But non-traditional candidates do need a non-traditional approach. Recruiters, for example, spend a mere six seconds reviewing a resume, so send one that reads less like a list of job descriptions and more like an introduction for a lifetime achievement award.

On how to answer that inevitable “why do you want this job?” question, Graham says interviewers don’t want to hear that someone is passionate about the role, or has always wanted to work for the company. Potential bosses want to know the thoughts behind candidate’s actions, how they have been preparing for this move, and how the job fits with an interviewee’s bigger plans.

Switchers has much to offer job switchers and seekers, including how to maintain motivation and how to never have a bad interview.

Also recommended

The Governance Revolution: What every board member needs to know now

The Governance Revolution:  What every board member needs to know now

By Deborah Hicks Midanek (DEG Press)

If you serve on a board or intend to do so this guide offers practical insights into how boards should function. It looks at the history of boards, their relationship with stakeholders, and governance processes.

Burn the Business Plan: What great entrepreneurs really do

Burn the Business Plan: What great entrepreneurs really do

By Carl J Schramm (John Murray Learning)

What does it really take to be a successful entrepreneur? Economist Carl Schramm debunks common myths and offers real-world advice and tools and techniques to help you get your big idea off the ground.

Crack the C-suite Code: How successful leaders make it to the top

Crack the C-suite Code: How successful leaders make it to the top

By Cassandra Frangos (Wharton Digital Press)

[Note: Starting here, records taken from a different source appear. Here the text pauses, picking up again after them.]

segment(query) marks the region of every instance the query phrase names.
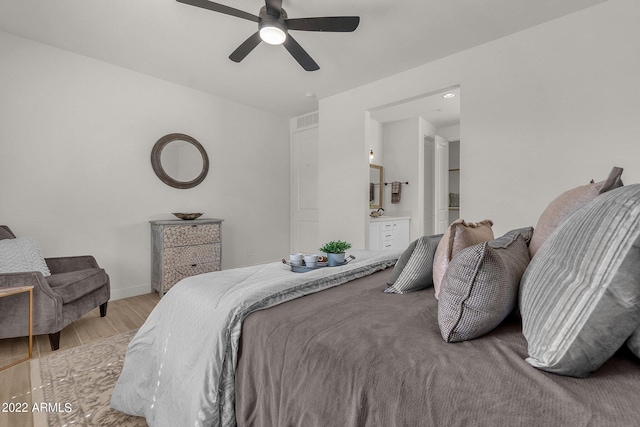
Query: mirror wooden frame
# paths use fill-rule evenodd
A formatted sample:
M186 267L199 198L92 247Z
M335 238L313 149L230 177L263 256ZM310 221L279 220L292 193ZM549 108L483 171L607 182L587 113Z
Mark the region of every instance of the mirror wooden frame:
M186 141L196 147L200 152L200 155L202 156L202 171L200 171L200 174L195 179L191 181L178 181L167 174L162 167L162 150L173 141ZM207 173L209 173L209 156L207 156L207 152L202 144L196 141L195 138L182 133L170 133L160 138L153 146L153 149L151 150L151 167L153 167L153 171L156 173L158 178L160 178L160 180L165 184L173 188L193 188L204 181L207 177Z
M374 191L375 191L375 185L378 185L378 200L380 201L380 204L374 205L374 204L369 204L369 209L380 209L382 207L382 182L384 180L382 174L383 174L383 167L379 166L379 165L374 165L374 164L369 164L369 169L377 169L378 170L378 176L379 176L379 182L377 183L373 183L374 184ZM375 199L374 199L375 200Z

Accelerate your career with this guide to joining the C-suite. Based on interviews with chief executives and leading experts, it identifies four strategies to actively improve your chance of success.

Listen

SHeEO activators empower female entrepreneurs
With Kim Hill and Vicki Saunders, Radio New Zealand
(Run time: 21 mins)

Vicki Saunders is the founder of SHeEO, which raises capital for women entrepreneurs. She discusses how business models focused on unbridled growth need to make way for those that suit women and are ecologically and socially beneficial.

Watch

How digitization changed the CFO’s role
With Ash Noah and Brooke Green, CGMA
(Run time: 65 mins)

Data and digitisation are reshaping business models, how business is done, and how organisations interact with customers. This video looks at how that is specifically affecting the role, shape and function of the finance professional.